Unemployment data continues to improve but there is a long way to go on this before we see a benefit that has significant economic implications. This coupled with worsening figures in areas of the Eurozone and an increase in the number of countries falling back into recession could have serious implications – and this could be bad news.

The continuing tensions in the Middle East are again concerning and until the issue over nuclear development is cleared up, it is not possible to evaluate the situation.

Growth, inflation, hard/soft landings in economic data in emerging markets is unclear and this may lead to better than expected data – I think it’s fair to say we need good news in these areas. Their success is paramount for the global economic recovery – conversely, if this does not happen it would have a dire impact.

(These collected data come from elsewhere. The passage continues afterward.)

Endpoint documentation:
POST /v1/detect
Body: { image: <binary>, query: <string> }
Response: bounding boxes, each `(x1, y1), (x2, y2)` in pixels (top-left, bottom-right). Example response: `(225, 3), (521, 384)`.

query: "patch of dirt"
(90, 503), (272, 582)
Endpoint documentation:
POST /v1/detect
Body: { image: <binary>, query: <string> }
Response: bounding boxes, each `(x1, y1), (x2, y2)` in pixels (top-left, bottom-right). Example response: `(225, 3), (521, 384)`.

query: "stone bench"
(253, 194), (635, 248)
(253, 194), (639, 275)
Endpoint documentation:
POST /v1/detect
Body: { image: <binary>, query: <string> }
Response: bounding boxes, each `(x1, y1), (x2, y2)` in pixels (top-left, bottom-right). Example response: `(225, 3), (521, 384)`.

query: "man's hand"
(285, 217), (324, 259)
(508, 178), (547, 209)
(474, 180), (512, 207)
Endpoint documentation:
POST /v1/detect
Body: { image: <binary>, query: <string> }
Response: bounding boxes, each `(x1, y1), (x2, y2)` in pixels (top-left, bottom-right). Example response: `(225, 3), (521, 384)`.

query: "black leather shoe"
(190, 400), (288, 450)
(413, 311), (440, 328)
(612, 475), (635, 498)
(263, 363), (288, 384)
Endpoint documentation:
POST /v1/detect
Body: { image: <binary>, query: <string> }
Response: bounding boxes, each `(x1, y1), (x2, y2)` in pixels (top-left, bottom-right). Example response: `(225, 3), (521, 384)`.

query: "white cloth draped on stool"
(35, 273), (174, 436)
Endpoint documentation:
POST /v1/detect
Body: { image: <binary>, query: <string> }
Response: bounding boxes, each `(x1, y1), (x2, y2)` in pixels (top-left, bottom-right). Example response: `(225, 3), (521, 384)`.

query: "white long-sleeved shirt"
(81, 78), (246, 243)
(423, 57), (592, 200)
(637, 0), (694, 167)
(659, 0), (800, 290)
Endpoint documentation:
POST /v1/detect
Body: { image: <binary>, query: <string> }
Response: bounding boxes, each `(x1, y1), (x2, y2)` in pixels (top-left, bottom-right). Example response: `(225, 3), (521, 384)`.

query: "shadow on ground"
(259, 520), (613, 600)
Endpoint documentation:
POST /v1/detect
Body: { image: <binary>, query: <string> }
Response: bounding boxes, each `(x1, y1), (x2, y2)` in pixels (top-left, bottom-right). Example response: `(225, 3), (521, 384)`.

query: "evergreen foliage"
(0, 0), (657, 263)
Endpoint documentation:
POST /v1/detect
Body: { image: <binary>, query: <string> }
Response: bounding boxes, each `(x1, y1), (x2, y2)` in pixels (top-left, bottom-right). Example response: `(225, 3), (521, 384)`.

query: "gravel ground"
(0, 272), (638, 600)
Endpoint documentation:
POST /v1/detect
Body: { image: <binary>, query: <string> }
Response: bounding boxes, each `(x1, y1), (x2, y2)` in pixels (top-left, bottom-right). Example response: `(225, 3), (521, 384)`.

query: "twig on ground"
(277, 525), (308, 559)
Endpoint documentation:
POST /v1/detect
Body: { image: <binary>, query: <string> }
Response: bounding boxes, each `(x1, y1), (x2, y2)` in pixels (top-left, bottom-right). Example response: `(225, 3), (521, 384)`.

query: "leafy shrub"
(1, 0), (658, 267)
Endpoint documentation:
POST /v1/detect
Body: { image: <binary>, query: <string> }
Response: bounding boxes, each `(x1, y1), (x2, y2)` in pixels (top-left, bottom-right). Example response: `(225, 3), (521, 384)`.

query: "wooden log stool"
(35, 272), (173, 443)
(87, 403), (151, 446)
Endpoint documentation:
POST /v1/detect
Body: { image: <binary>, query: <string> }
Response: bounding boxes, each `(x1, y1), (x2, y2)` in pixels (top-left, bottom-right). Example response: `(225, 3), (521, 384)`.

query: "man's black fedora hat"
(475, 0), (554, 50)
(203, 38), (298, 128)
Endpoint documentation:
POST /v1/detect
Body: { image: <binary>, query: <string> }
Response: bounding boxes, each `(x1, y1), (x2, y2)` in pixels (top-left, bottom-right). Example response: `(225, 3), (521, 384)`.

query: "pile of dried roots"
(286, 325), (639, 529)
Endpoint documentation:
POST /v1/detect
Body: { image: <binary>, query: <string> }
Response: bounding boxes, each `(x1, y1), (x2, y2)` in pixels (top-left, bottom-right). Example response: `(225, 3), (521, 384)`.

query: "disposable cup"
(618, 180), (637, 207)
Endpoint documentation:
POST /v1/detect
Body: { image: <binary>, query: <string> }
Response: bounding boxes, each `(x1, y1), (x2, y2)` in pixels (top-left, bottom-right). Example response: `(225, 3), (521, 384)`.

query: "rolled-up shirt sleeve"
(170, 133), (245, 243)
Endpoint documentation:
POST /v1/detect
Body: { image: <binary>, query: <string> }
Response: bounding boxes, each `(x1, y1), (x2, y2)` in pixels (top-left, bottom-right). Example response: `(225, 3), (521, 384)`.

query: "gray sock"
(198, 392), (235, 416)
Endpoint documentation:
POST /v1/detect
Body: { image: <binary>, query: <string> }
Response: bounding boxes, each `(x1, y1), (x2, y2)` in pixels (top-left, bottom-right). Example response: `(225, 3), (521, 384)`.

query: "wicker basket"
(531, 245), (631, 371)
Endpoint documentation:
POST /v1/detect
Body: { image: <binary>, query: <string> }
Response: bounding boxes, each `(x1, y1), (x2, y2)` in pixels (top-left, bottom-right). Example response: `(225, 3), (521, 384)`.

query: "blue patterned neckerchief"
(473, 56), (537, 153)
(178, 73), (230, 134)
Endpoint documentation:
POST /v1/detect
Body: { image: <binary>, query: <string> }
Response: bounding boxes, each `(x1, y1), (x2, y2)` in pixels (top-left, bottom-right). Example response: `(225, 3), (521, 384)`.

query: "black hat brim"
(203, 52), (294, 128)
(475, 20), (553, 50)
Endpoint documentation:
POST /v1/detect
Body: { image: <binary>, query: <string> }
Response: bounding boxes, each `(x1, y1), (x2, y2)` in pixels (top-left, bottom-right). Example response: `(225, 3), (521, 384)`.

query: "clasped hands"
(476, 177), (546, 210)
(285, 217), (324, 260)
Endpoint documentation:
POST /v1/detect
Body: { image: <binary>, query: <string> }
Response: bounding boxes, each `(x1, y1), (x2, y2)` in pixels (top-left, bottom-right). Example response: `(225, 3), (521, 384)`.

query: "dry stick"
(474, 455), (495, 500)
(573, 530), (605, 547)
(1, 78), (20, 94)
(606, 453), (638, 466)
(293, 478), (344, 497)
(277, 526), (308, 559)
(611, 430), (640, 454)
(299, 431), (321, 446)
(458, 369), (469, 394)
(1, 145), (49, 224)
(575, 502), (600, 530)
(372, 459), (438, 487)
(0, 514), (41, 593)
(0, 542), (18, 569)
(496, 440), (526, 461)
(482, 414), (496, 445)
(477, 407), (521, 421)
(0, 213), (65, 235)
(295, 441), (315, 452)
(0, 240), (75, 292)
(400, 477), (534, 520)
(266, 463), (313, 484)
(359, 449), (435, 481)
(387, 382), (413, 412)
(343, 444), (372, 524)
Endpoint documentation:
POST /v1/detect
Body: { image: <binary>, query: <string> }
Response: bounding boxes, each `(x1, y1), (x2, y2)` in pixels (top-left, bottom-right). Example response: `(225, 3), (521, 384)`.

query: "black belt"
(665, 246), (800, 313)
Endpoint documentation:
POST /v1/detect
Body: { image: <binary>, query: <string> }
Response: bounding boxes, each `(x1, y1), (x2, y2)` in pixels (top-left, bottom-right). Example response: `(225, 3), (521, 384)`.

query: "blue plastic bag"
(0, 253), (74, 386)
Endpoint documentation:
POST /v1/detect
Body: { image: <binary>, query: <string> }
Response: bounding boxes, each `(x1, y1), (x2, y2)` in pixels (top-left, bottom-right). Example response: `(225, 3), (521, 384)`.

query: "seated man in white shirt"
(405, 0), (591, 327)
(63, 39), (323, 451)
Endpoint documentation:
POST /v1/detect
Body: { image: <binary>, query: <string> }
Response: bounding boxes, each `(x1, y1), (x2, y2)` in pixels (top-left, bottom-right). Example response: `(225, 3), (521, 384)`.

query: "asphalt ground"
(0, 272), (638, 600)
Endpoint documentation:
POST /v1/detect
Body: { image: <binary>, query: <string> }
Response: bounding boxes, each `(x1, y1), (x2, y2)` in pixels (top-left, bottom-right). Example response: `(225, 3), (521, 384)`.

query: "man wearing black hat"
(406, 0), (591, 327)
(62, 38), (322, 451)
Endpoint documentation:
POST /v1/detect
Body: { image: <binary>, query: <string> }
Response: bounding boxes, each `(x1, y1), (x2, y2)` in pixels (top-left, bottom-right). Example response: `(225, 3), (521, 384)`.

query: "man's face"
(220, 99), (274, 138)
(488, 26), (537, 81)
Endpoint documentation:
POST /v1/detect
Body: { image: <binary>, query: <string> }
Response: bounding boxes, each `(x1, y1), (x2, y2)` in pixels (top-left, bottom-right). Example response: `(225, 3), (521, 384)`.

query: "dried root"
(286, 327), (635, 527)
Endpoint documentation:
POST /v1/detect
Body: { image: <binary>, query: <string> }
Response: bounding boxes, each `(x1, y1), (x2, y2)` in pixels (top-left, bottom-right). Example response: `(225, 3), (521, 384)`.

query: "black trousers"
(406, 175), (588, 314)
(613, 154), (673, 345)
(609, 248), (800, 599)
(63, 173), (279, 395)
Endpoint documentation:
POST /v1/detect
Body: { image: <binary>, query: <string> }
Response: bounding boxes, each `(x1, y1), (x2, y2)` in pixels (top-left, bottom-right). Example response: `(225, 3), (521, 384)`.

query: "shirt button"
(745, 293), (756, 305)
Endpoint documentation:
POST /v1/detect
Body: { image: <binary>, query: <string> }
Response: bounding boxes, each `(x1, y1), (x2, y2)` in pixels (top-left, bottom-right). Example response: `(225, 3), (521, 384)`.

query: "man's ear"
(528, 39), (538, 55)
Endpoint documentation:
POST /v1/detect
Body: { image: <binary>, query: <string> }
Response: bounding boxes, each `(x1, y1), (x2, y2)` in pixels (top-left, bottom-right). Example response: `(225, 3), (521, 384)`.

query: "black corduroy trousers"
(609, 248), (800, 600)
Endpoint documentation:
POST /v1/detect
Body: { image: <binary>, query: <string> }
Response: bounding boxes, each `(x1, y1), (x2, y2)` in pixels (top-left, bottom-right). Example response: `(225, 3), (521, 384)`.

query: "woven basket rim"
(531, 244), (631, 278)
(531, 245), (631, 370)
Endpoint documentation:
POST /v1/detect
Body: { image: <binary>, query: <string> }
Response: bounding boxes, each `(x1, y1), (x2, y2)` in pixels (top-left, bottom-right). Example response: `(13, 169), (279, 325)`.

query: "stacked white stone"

On Wednesday we will see released the durable orders number for February – expected to be up 1.0% excluding autos, and up 2.5% including autos. This is followed on Friday with the personal income and personal spending updates – expected to be up 0.4% and 0.6% on last month, respectively.

Consumer confidence measures will also be releasing their results :- 

  • The Conference Board’s consumer confidence reading for March is expected to drop slightly, from 70.8 to 70.0
  • The Michigan Sentiment Index is expected to see a drop for March to 74.3

Both could see further rises before reaching what I would call excessive levels. Although sentiment is a strange beast and so we could see the opposite happen very quickly with significant declines. I am a strong believer that when pressures are significant in a single direction and marginal in the opposite, I take the prudent strategy.


The Markets

Currently, the pullback from last week doesn’t disrupt the overall up-trend the market’s been in since the beginning of the year. Some would argue, we must remain bullish (optimistic) based on the present momentum.  Yet, we also have to acknowledge this rally has now reached historical limits. 

A point to consider – the current rally has already exceeded most time and distance norms. That’s not to say it can’t keep going. It is to say, however, we’re getting into unusual territory where it would be wise to be skeptical. Although, the problem with any bearish (pessimistic) theory is we haven’t seen any real clues or catalysts to drive the market to fear and panic. So far, we’ve seen a couple of blips but the blips have only materialized after exceedingly bullish weeks, so is it just a bit of a pullback as expected. The problem with panic, it happens and is unexpected.

So where next? My view is be prudent and consider the risk return ratio and do not rely on a single strategy. Look to asset correlation and diversify to protect the risk of losses combined with access to potential profit centres.